Soloway, 38, recalls of Becky Thyre's reading. "It got laughs
and gave me so much confidence I wrote another piece, which I did
read." She submitted the Cox piece to a small literary journal;
her agent, meanwhile, sent it to Alan Ball, creator of "Six
Feet Under." Soloway was hired to write for the show, she says,
based solely on that piece, which was also published in "Best
American Erotica 2003."
Meantime,
word spread about the chicks at Box (also briefly called Blow),
and men wanted in. Thus it evolved into Sit 'n' Spin.
"The
name," Soloway explains, comes from the idea that you sit on
stage and spin a yam. It's fun, and you catch people in a risk moment
- actors who've never written before, and writers because they've
never been on stage."
Gary
Mann, executive producer of both Comedy Central programming and
the Stage, says that Sit, which is videotaped, is an ongoing discovery
process for the network. "It's a wonderful cross-section of
creative people, that even in our greatest week of meetings, we
wouldn't have the opportunity to exchange ideas with. Our goal is
to hear what they have to say. Secondly," adds Mann, "we're
looking for opportunities to take what's on stage and further develop
it."
There
are 12 to 16 different shows a month (including Sit) at the 99-seat
Comedy Central Stage. And although a TV show hasn't yet emerged
from the Thursday-night tell-alls, two productions first presented
at the venue, "The Hollow Men" and "Crossballs,"

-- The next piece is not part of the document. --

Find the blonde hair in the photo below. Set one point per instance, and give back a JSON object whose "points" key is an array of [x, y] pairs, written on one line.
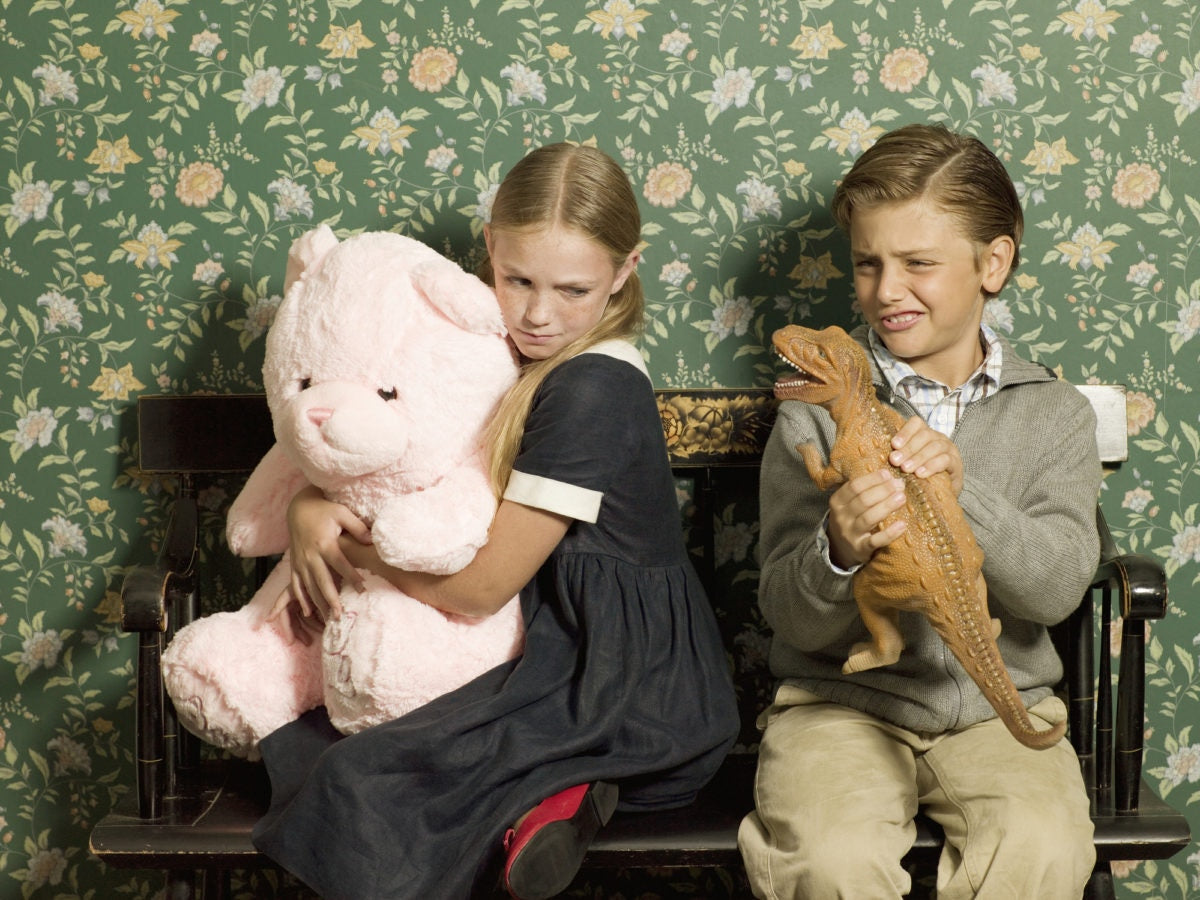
{"points": [[955, 172], [577, 187]]}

are now on the cable channel's slate.
Mann,
though, leaves the hands-on producing of Sit 'n' Spin to Soloway
and Rowe, who receive 10 submissions weekly for consideration. "The
thing we look for," says Rowe, who hooked up with Soloway by
reading at Box and became a co-producer in 2002, "are that
they're super personal - talking about stuff you would never want
to talk to anyone about, but for some reason you do."
Five
writers are chosen based on material of no more than 1,200 words
- about eight minutes when read aloud.
It's
perfect therapy for the emotional exhibitionist. Each week there's
a batch of confessional newbies who might talk about a date of Mephistophelean
horror or bizarre-o jobs. For instance, in her piece "Lube
Warning," Ali Davis discussed how often she had to wash her
hands after handling returned videocassettes at an adult video store.

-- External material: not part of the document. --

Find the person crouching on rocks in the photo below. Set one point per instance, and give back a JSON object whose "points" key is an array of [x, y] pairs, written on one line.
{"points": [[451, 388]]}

There are repeat confessionalists, too, like retired cantor Gary
Shapiro of Beverly Hills. Shapiro, in addition to performing with
five-man band Speld Badlee, has read a dozen times at Sit. Currently
a ' religious consultant for "Six Feet Under" and "Seventh
Heaven," Shapiro has obviously found his voice. "It's
an awesome form that allows writers and performers to push the envelope
of performance art and get their new material heard by our local
comedy community."
And forget about taboos, because there are none. "Part of the
attraction," Soloway says with a note of anarchic glee, "is
that anything might happen and anything can happen."